Cameron Crandall, Senior Technology Manager with SSD and flash memory provider Kingston Technology, joined George Crump, Founder and Lead Analyst of Storage Switzerland, for a Lightboard Video to discuss why the SSD architecture matters when it comes to achieving predictable performance.
A first step to enabling consistent input/output (I/O) operations per second (IOPS) and latency (which measures response time) is hardware optimization. For example, introducing a larger dynamic random access memory (DRAM) cache on the SSD provides the ability to buffer a larger number of incoming write jobs. This allows the handling of those jobs, by the SSD, with greater consistency.

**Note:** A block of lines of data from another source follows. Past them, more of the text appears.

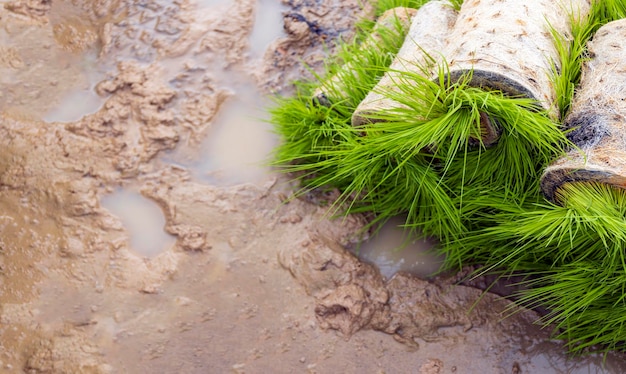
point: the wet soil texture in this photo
(105, 100)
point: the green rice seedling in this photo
(426, 159)
(572, 48)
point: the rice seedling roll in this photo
(421, 49)
(597, 120)
(388, 25)
(508, 45)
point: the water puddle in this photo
(392, 252)
(268, 26)
(80, 102)
(143, 219)
(239, 142)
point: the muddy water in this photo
(142, 218)
(392, 250)
(254, 281)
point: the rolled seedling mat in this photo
(508, 45)
(391, 21)
(421, 50)
(597, 120)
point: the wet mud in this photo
(252, 277)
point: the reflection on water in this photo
(143, 219)
(390, 250)
(268, 26)
(239, 142)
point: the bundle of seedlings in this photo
(572, 245)
(446, 138)
(458, 140)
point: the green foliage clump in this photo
(425, 159)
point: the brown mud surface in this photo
(256, 282)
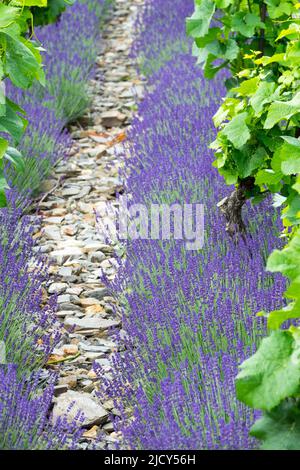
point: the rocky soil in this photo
(80, 254)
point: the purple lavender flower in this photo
(189, 315)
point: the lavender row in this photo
(189, 316)
(70, 52)
(28, 327)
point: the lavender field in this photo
(136, 342)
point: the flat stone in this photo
(57, 288)
(71, 403)
(60, 256)
(112, 118)
(90, 323)
(51, 232)
(98, 294)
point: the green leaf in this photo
(293, 29)
(279, 8)
(12, 123)
(247, 87)
(263, 95)
(21, 64)
(279, 429)
(8, 15)
(3, 147)
(33, 3)
(286, 261)
(277, 317)
(271, 374)
(291, 156)
(198, 24)
(280, 110)
(267, 177)
(237, 130)
(247, 161)
(246, 23)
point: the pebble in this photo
(78, 250)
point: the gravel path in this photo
(79, 253)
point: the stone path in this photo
(86, 182)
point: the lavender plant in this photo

Arguably, the more challenging component beyond hardware optimization is optimizing the storage software stack. As SSDs become more commonly utilized, the storage software no longer has the levels of hardware latency to hide behind that it used to. This became evident with the shift from hard disk drives (HDDs) to SSDs, and it is becoming an increasingly prominent bottleneck with the shift from serial-attached SCSI (SAS) and serial advanced technology attachment (SATA) SSDs, to NVMe SSDs. NVMe vastly increases command counts, queues and queue depths, and it utilizes fast peripheral component interconnect express (PCIe) interconnect technologies, facilitating ultra-low latency and much higher I/O counts. Additionally, customized firmware, that optimizes background operations such as garbage collection, becomes more important than ever before to not only fully realize these potential performance levels, but also performance consistency. Not only do these background operations consume compute cycles, but because they do not run continuously, they stand to cause unpredictable and inconsistent performance variations when they do kick off. At the same time, enterprise IT infrastructure, especially systems that are serving mission-critical workloads such as databases and online transaction processing (OLTP), are typically running continuously. As a result, they have no (or minimal) idle time to perform these functions. Consequently, how they are executed via the storage firmware can make or break overall quality of service.